IT Log anomaly detection model generalization on inference stage
The robustness of distributed IT systems is becoming increasingly important. The widespread of IoT-related scenarios will substantially increase this demand in future, as latency and reliability will be a key issue in many applications related to smart cities, production 4.0, autonomous worlds and others. Such systems are becoming more and more complex and therefore human experts will no longer be able to monitor and operate all components manually. Likewise, new components are constantly connected to the system or new versions and patches are installed. All these changes require new monitoring and detection methods. Due to these influences, a wide variety of anomalies can occur which must be detected. Therefore, automatic anomaly detection is of central importance for the reliability of those systems.

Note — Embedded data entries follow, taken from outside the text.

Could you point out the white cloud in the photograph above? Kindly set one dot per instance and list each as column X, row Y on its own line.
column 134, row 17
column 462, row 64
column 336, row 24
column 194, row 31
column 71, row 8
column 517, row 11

This research seeks to explore an end-to-end method for detecting anomalies based on logs within a variety of IT environments. This end-to-end process aims at the simplification of the monitoring and operation of the systems. Thereby, the first step is to analyze and process the logs. The goal of log processing is to recognize which logs are of the same type even if they contain different variable parts, such as IP addresses. Since the systems are heterogeneous, a wide variety of logs can occur, therefore the template generation is not that easy. Thus, it is essential to create log templates as accurately as possible without manual effort. Only with good template generation algorithms, anomalies can be accurately predicted. Various anomalies can occur, so it is important to work with unsupervised learning and to create a precise model of normal behaviour.
Our target is to realize a general solution for anomaly detection in unknown systems. This procedure should enable unknown logs extraction and anomaly detection without the need for manpower to re-label the anomaly. Unsupervised anomaly detection will automatically restore the accuracy of the base model after retraining the algorithm.
To achieve this goal, we are researching the applicability of NLP procedures. For this purpose, the individual components of a logline are converted in a specific manner. This way the log lines can be made understandable for machines. This should ensure that the log lines are recognizable and identifiable. This allows you to add a common id to the same log types. Now it is possible to create sequences of these Id's to learn the anomalies from the log lines in a sequence-based way. Therefore, only sequences in a normal environment will be learned to get an exact statistical model of the normal state. The anomalies can then be detected by deviations from this model.
To this end, we investigate publicly available data and also the data from our research partner. We have also set ourselves the goal of achieving an accuracy of at least 80 % and a recall of 90 %. Since there are uncertainties in the log extraction and the sequence analysis, it will be shown that we will reach this goal well.